紫外線と眼病
紫外線は眼病を発症させ、進行させるといわれています。
「角膜障害」以外は、明らかな因果関係があるわけではありません。
しかし、紫外線を浴びすぎると、水晶体や網膜に、悪影響があるのは間違いのないことです。
紫外線と眼病の因果関係
紫外線は、一般的に、目に悪いといわれます。
しかし、明らかな因果関係があるのは、「紫外線角膜障害」だけです。
そのほかの眼病に関しては、遺伝や環境がかかわっているかもしれません。推測の域をでないのです。
そうはいっても、紫外線というのは、当たったものに対して「化学的な反応」を起こします。皮膚に当たると、「日焼け」を起こします。
角膜だけではなく、水晶体や網膜も体の一部ですから、当然、紫外線の影響をうけるはずです。
「紫外線角膜障害」だけではなく、白内障や黄斑変性症などの発症にも、おそらく、紫外線がかかわっていると推測されます。
紫外線と角膜障害
紫外線と角膜の障害には、明らかな因果関係があります。
暑い夏に海に行ったり、冬にスキーをしたことがある人は、経験があるかもしれません。

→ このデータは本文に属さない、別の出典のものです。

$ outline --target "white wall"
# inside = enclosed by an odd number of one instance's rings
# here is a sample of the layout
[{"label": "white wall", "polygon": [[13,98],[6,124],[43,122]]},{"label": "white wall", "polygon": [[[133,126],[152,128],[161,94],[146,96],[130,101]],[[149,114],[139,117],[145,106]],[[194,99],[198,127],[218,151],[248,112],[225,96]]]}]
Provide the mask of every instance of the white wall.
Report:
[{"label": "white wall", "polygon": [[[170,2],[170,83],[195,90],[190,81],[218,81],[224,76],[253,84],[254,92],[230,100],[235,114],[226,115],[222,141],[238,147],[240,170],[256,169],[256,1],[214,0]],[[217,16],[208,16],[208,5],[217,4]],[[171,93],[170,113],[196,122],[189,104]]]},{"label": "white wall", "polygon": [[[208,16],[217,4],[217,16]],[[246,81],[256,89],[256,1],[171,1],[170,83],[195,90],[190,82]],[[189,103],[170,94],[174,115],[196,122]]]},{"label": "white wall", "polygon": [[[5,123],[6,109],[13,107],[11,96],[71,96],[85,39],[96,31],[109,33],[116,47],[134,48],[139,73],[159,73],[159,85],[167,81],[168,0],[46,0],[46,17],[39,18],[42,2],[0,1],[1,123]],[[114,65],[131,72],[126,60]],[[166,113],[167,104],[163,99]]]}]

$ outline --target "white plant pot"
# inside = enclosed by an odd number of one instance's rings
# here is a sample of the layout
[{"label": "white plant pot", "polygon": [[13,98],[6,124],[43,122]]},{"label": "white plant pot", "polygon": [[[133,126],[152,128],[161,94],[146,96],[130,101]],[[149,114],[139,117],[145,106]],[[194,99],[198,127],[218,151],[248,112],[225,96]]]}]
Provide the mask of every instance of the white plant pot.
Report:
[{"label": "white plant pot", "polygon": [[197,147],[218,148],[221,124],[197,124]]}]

海の照り返し、雪の反射は、紫外線を増幅します。
こういった場所で、長時間、サングラスをかけずにいると大変です。
数時間後に、目が充血し、痛みを感じて、目をあけていられなくなります。
これは、長時間、目を紫外線にさらしたために、角膜に小さな傷がたくさんでき、角膜に炎症がおきたためです。
これを「紫外線角膜障害」といいます。
紫外線と白内障
紫外線は、白内障の発症にかかわっていると推測されます。
白内障とは、本来、透明なレンズである「水晶体」が、白くにごる病気です。
光の通り道が白くにごるために、網膜まで鮮明な光が届かず、視力が低下するのです。
水晶体は、紫外線(UV-A)を吸収し、網膜を守る”フィルター”の役目を果たしています。
長年、紫外線を吸収していると、だんだん水晶体の組織が、活性酸素によって酸化変性してきます。これが、水晶体が白くにごる原因だと考えられます。
白内障の手術を受けた人は、要注意です。
「人工の眼内レンズ」は、水晶体ほど、紫外線を吸収しません。
そのため、必要以上の紫外線が、眼底の網膜にまで届いてしまうのです。
外出時は、つねにサングラスなどの保護対策が必要です。
水晶体に関連して、「老眼」にも、紫外線がかかわっていると考えられます。紫外線をうけた水晶体が、活性酸素を発生。それにより、水晶体のたんぱく組織が酸化変性をおこして、硬くなると推測されます。
紫外線と結膜
紫外線は、結膜にも異常をおこすといわれています。
中年以降になると、黒目の横の白目(結膜)に、黄色っぽい盛り上がりができることがあります。これを「瞼裂斑(けんれつはん)」といいます。
これがさらに進行すると、白目の結膜が、黒目の角膜のほうに、せり出してくる「翼状片(よくじょうへん)」になります。
これらは、紫外線による、細胞の異常増殖だと考えられます。
活性酸素の発生により、結膜の細胞が酸化変性をおこしたわけです。
結膜の異常は、農業など、長時間、外で働く職業の人に多いといわれています。小さいものなら、放置していても大丈夫です。
また、手術で取りのぞくことも可能です。
紫外線と網膜
紫外線は、網膜にも影響を与えているといわれています。
「黄斑変性症」や「網膜色素変性症」といった網膜の病気を引き起こしたり、進行を早めると考えられています。
紫外線は、通常、透明なレンズである水晶体が吸収してくれています。
しかし、吸収しきれないぶんは、網膜にも届いてしまいます。
また、白内障の人は、水晶体が白くにごっています。
そのため、光にたいする網膜の感度があがります。少しの紫外線でも、網膜に活性酸素を発生しやすくなるのです。現在、白内障の人は要注意です。
網膜の眼病を予防するためにも、外出時は、なるべく紫外線をカットする工夫をすることがたいせつです。
なお、白内障の項でものべたように、人工の眼内レンズは、必要以上の紫外線を通してしまいます。網膜に、紫外線が大量に届いてしまうので、注意しましょう。外出時は、サングラスが不可欠です。